A vulnerability in Skype that could expose members’ IP addresses may have been known to Skype officials as far back as November 2010. A researcher who first discovered the flaw speculates it may have been left exposed perhaps because it was deeply embedded in the code and could cause other problems, according to a Wall Street Journal blog.
Last week someone posted a simple script on Pastebin to disclose Skype user locations in the patched version of Skype 5.5. After news media picked up the story, Microsoft issued an official statement.
“We are investigating reports of a new tool that captures a Skype user’s last known IP address. This is an ongoing, industry-wide issue faced by all peer-to-peer software companies. We are committed to the safety and security of our customers and we are takings measures to help protect them,” said Adrian Asher, director of product security for Skype.
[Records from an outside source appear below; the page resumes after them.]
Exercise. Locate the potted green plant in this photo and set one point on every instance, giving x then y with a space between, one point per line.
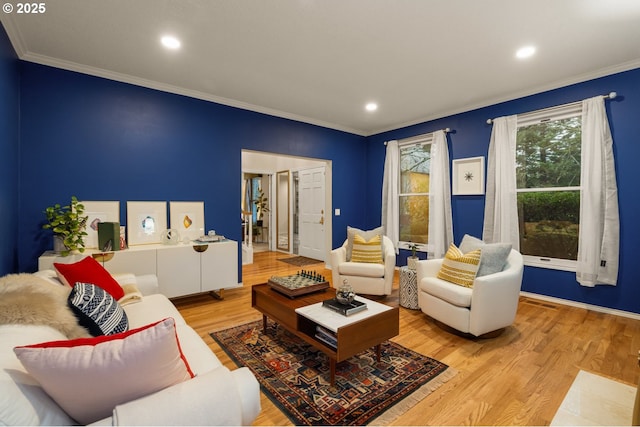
68 225
413 259
262 206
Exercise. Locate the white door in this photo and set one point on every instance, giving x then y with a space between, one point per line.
312 213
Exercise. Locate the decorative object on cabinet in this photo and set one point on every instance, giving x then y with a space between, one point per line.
170 236
188 219
468 176
68 225
146 222
97 212
109 236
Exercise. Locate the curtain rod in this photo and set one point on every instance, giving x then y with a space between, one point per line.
610 95
445 130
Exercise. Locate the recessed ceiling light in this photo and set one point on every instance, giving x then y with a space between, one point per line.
170 42
525 52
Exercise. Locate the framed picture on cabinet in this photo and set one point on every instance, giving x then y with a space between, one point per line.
146 221
468 176
188 219
98 212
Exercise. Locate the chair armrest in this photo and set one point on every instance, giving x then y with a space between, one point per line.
428 268
338 255
494 300
212 398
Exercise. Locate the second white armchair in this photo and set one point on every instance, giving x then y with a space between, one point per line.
365 278
489 305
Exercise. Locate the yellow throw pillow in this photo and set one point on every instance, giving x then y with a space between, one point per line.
460 268
369 251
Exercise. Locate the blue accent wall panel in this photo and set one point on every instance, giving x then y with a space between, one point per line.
470 138
9 154
103 140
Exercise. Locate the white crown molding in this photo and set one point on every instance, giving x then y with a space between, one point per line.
603 72
585 306
14 35
125 78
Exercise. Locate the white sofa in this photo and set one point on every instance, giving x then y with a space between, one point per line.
490 305
202 400
364 278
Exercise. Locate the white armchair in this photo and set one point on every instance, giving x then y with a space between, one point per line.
489 305
365 278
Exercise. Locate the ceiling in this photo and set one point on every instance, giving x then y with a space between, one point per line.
321 61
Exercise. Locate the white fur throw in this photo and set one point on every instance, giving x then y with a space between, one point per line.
29 300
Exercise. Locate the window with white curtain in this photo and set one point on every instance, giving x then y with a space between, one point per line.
414 170
548 149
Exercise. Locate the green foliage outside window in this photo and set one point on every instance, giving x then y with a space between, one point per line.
548 158
415 164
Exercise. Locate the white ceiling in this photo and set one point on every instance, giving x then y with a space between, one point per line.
321 61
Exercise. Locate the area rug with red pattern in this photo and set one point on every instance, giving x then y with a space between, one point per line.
295 377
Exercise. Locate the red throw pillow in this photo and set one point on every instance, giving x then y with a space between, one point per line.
88 270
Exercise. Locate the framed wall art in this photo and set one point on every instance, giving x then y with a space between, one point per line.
468 176
145 222
188 219
98 212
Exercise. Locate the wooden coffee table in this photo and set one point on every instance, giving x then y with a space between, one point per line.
302 316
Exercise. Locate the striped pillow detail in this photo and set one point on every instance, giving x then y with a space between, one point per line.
369 251
460 268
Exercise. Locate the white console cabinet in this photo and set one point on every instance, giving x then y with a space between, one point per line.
183 269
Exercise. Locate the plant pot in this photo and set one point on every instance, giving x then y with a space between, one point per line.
58 244
412 262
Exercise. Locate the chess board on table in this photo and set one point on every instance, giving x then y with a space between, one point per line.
302 283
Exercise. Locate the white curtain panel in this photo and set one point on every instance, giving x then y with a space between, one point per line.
599 236
440 219
390 187
501 204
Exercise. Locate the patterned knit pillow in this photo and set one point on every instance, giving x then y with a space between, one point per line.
460 268
369 251
97 310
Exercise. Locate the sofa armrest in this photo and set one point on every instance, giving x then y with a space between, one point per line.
213 398
495 300
428 268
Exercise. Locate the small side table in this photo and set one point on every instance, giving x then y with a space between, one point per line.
408 288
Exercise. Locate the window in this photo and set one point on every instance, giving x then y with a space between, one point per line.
415 166
548 186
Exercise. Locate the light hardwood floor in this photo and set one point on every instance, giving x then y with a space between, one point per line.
517 378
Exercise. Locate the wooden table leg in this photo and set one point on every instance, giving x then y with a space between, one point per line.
332 370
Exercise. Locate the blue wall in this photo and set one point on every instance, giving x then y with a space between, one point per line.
9 145
103 140
470 138
74 134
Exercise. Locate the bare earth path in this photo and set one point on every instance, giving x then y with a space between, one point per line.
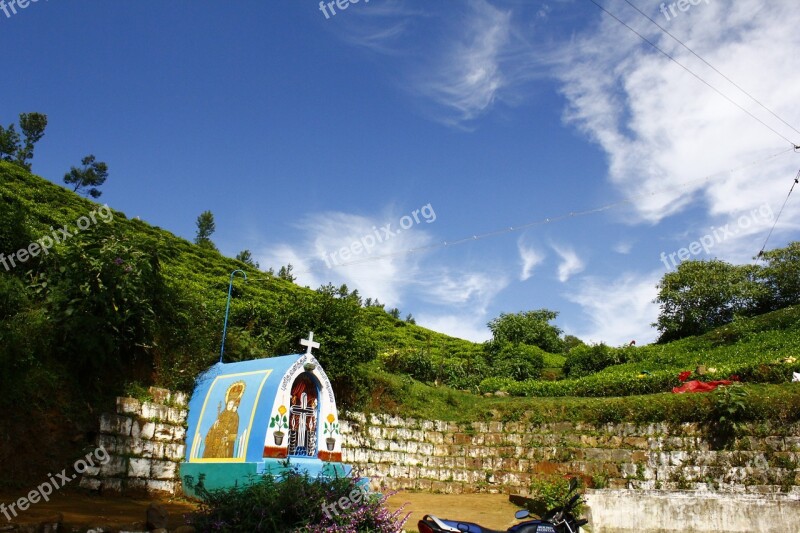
489 510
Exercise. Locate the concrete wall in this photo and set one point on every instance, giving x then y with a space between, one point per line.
638 511
146 444
652 478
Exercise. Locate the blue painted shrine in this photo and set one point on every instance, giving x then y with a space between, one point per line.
249 418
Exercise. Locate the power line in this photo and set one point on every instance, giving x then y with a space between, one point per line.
753 98
651 43
542 222
794 184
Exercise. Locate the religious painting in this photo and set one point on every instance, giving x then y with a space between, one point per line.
303 413
221 438
227 417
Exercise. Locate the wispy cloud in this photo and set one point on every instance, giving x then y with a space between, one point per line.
619 310
530 258
469 75
570 265
662 128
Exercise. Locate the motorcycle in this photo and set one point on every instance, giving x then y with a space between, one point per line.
557 520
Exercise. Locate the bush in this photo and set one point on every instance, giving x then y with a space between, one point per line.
296 503
518 362
413 362
585 360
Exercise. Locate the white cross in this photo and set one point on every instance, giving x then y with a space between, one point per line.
309 343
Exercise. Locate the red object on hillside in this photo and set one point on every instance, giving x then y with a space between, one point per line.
700 386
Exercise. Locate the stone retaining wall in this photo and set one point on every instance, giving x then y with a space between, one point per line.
145 442
438 456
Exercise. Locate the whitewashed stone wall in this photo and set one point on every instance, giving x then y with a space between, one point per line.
437 456
145 442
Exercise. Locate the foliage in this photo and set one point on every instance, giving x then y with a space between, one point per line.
108 284
548 492
246 257
294 502
781 274
12 149
416 363
702 295
205 228
518 362
584 360
89 177
530 327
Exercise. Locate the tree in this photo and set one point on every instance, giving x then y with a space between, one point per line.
205 229
781 274
530 327
703 295
11 147
246 257
286 273
92 175
570 342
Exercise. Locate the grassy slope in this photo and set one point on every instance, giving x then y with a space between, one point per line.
52 205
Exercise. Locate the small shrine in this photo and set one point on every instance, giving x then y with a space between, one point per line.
249 418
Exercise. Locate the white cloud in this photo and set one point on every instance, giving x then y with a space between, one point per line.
623 247
530 258
661 127
383 271
570 265
473 289
619 311
468 74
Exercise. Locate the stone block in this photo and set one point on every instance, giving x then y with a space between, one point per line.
148 429
128 406
90 483
115 424
155 412
163 470
111 485
179 434
181 399
116 466
163 432
160 395
138 467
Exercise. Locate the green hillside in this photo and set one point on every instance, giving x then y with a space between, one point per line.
266 312
120 305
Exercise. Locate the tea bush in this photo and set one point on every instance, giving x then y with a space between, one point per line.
294 502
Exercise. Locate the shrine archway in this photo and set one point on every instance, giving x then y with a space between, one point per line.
303 417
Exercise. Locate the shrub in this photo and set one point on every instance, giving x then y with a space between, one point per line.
293 502
584 360
518 362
Microsoft bought Skype for $8.5 billion in October 2011. But security researchers in France and New York said today they alerted Skype to the same vulnerability in November 2010. Their research on the flaw was published the same month Microsoft purchased the company.
As with the most recent hack, the researchers took advantage of a flaw to secretly track down the city-level location of Skype users while they were plugged into the network. Upon hearing about the most recent exploit, the researchers last week investigated and found the same flaw still existed.
“By calling it a ‘new tool’ it means they don’t have to respond as urgently,” team leader Stevens Le Blond of the French research institute Inria told a reporter. “It makes it seem like they just found out.”
The most recent exercise involves turning on file creation in the debugging log and leveraging the search feature to view the unsuspecting user’s vcard, which will generate an IP address in the logs. A WHOIS search can then help track down the target’s city, country, ISP and internal user IP address.
Since Microsoft purchased the peer-to-peer service, with 663 million members and growing, it has begun interegrating it into products like Windows Phone and PlayStation Vita.
And while wildly popular with consumers for its convenience and low costs, Skype has not been widely embraced in the corporate world, which remains wary because of ongoing security concerns.
This latest vulnerability underscores that concern since it can allow hackers to uncover corporate strategies and even hack into executive’s computers that have Skype running on them. Until the vulnerability is resolved, Skype users are urged to sign off when the service is not in use to minimize their risk exposure.